In 2019 it will be 50 years since the bloody hunt that wiped out 90% of the ocean’s whales ended in Canadian waters. Migrating humpback whales are starting to return to their old feeding grounds in the Salish Sea on Canada’s Pacific coast. How can humans; fishers, whale watchers, recreational and commercial boaters, and local residents welcome and get to know their new large neighbours?

Two local filmmakers are determined to find out.  With a classic sailboat and dreams of singing  whales they embark on an intrepid journey –  to learn how to make friends with humpback whales in the Salish Sea.

May 2015: Phase 1 Film Work Plan

The Summer of 2015 was intended to be a research season for the project. Instead it turned out to be a season of moving home and work and repairing boats and boat engine [SEE BLOG for DETAILS].

Feb 2016:  START AGAIN: Continue Phase 1

A reading of the 2015 monthly Whale journals blog will quickly reveal that, during our first research season, we filmmakers got as far out on the Salish Sea as the beach at low tide.. Unfortunately life got in the way in the form of a complex move that dragged on from April through August. Then refusal of the carburetor on their sailboat engine to quit leaking and cooperate with the work plan schedule ate up September – Jan. 2016.

Finally, thanks to a local skipper and a virtuoso mechanic  we will start again in the Spring of 2016 with a purring engine and overhauled carburetor.  In retrospect, though frustrating, it doesn’t hurt to have another year of research under our belts (along with a bit of winter fat) and whale song in our hearts.

“How to make friends with your local whales” is still the story on which 2016 filming will focus. The filmmakers will be living on the water in their sailboat for weeks at a time. We plan to film humpback whales as they go about their natural business making their living in the Salish Sea. We hope that local humpbacks will become familiar with the boat and us. We certainly won’t be chasing  whales but if they are curious enough to approach the boat we will welcome their attentions. We will also attempt to communicate with them.
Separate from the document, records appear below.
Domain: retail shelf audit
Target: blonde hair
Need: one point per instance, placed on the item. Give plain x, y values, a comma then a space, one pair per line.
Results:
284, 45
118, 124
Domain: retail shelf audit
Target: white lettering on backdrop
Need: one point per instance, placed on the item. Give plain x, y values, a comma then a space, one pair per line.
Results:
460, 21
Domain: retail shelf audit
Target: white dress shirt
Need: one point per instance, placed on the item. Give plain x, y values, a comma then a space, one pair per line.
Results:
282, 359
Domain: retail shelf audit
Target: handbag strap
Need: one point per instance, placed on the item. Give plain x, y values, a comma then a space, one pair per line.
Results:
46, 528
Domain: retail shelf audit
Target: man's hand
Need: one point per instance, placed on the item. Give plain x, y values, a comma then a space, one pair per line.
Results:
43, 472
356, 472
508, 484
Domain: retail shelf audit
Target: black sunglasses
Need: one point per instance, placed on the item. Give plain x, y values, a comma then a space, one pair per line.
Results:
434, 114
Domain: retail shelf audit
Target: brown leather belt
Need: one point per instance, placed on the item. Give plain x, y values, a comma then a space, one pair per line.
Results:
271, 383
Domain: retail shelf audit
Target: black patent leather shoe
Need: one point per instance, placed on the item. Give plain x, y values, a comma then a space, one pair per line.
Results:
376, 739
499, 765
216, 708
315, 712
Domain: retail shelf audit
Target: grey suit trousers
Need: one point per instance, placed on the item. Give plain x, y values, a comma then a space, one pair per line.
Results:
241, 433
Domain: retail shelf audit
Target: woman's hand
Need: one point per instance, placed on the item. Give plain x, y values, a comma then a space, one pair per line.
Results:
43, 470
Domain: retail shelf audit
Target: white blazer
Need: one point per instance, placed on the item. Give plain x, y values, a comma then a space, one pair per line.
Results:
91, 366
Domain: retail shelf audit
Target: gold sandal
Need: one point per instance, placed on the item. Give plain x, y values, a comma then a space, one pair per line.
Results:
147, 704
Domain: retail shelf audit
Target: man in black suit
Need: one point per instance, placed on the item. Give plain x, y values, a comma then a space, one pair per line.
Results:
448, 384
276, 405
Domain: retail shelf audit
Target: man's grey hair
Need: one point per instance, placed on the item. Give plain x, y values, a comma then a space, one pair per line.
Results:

We are also searching for humans who have whale or dolphin friends so we can consult with them about how they developed their relationships. In fact  Phase I could be called “How to Make Friends With Whales”.

Of course it’s helpful to find a whale first. Even then, the whale or dolphin may not be interested in having a human friend. Here’s hoping a cetacean or two are willing to honour us… or humour us. Stay tuned!

Phase I: The Website

The website platform of the project dives deeper into human – whale relationship questions. Can humans and cetaceans communicate with each other telepathically? Can humans learn whale and dolphin languages?  Can we understand each others’ cultures?  even learn how to work together for the health of the oceans?

The website will feature:

  • audio recordings of humpback whale language and song with links to research into cetacean language being done around the world.
  • inter-species communication techniques – exercises you can do in real time – with links to websites of indigenous trackers and animal communicators practicing telepathic communication and teaching these skills
  • fascinating facts about life in the ocean and ocean health – with links to advocacy groups and campaigns you may want to join
  • the universe according to whales – how whales perceive the world through their unique physiology


To say that a humpback whale is merely large depends on your perspective. When a 16m (52ft) whale swims under your 3m (9ft) boat your voice tends to rise rise 2 octaves in breathless excitement!

A Humpback named “KC” (Kelp Creature) steaming up Jervis Inlet past our 3m(9 ft) inflatable dinghy.